Naturally, the pricing for the SSD upgrades is insane (as it has a much cheaper alternative, which has 95% of functionality and the advantage of not being soldered to the motherboard).

Apple (for better or worse) doesn’t flood a market with inexpensive->cheap models. They could. They could contract with a ‘extremely tight to the cost vest’ factory to make the Apple TV mini stick for 39$, a 99$ IPad, a 299$ Mac mini, 350$ iMac, they could license the OS, open it and open it wide open for apps — as well as make vacuum cleaners, microwave ovens and blenders. That’s probably closer to the eventual norm for most consumer electronics behemoths (sell lots of the low end at razor thin profit but volume makes it plentiful — but if possible also compete for some of the mid to upper end). Apple is that rarer commodity that’s stubbornly chosen to keep it toward the higher end though into the mid). As such it’s almost always a premium when compared to the others who go after different/all levels of a market. Apple with this business model type cannot price it at cost +”fair” amount of profit. If they did then they are headed toward cheap macs and the iBlender.

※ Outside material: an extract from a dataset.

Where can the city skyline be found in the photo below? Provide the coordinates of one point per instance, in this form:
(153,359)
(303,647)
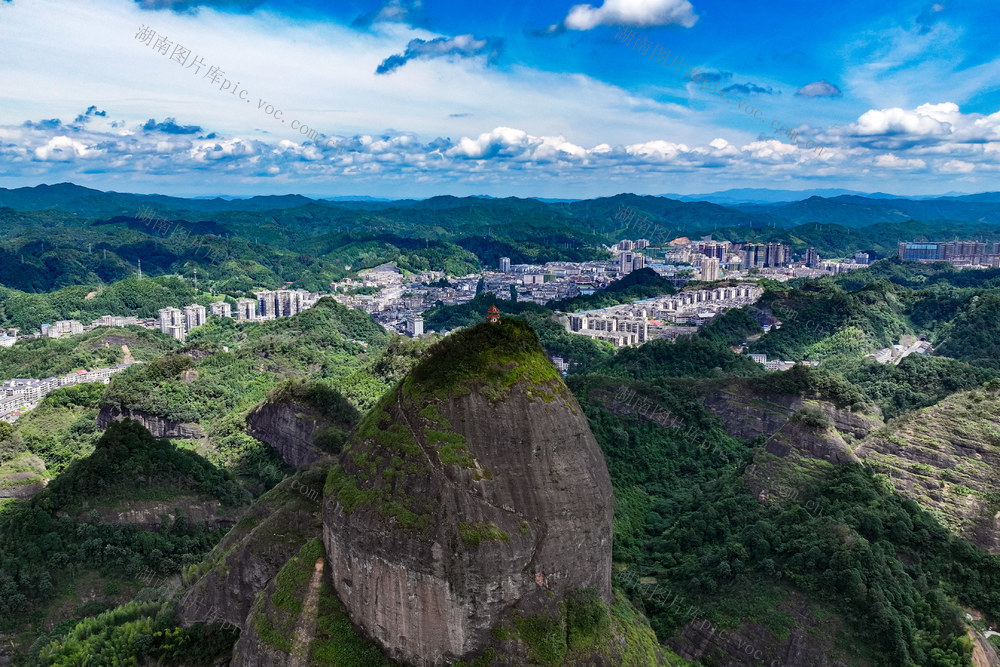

For those consumers looking for the best bargain/their budgets are very tight, Apple probably isn’t for them (Neither is a BMW or etc etc). Nothing wrong with either ways IMHO.
 
I work in audio and the 10gigabit port in relation with T2 chips is unusable with Dante Protocol on 2018 MM. I would definitely never order a machine with that chip until they really start testing it thoroughly. I had a month and half nightmare back and forth at apple store regarding this, talking to robots...
 
I work in audio and the 10gigabit port in relation with T2 chips is unusable with Dante Protocol on 2018 MM. I would definitely never order a machine with that chip until they really start testing it thoroughly. I had a month and half nightmare back and forth at apple store regarding this, talking to robots...
Its not exclusive to the 10GB NIC. Audinate's support pages document a change to the networking stack in 10.13 and they urge caution when using built-in NICs with Dante. I had the exact same problem until I switched to using an ethernet port on my OWC thunderbolt dock. Has worked perfectly fine since then.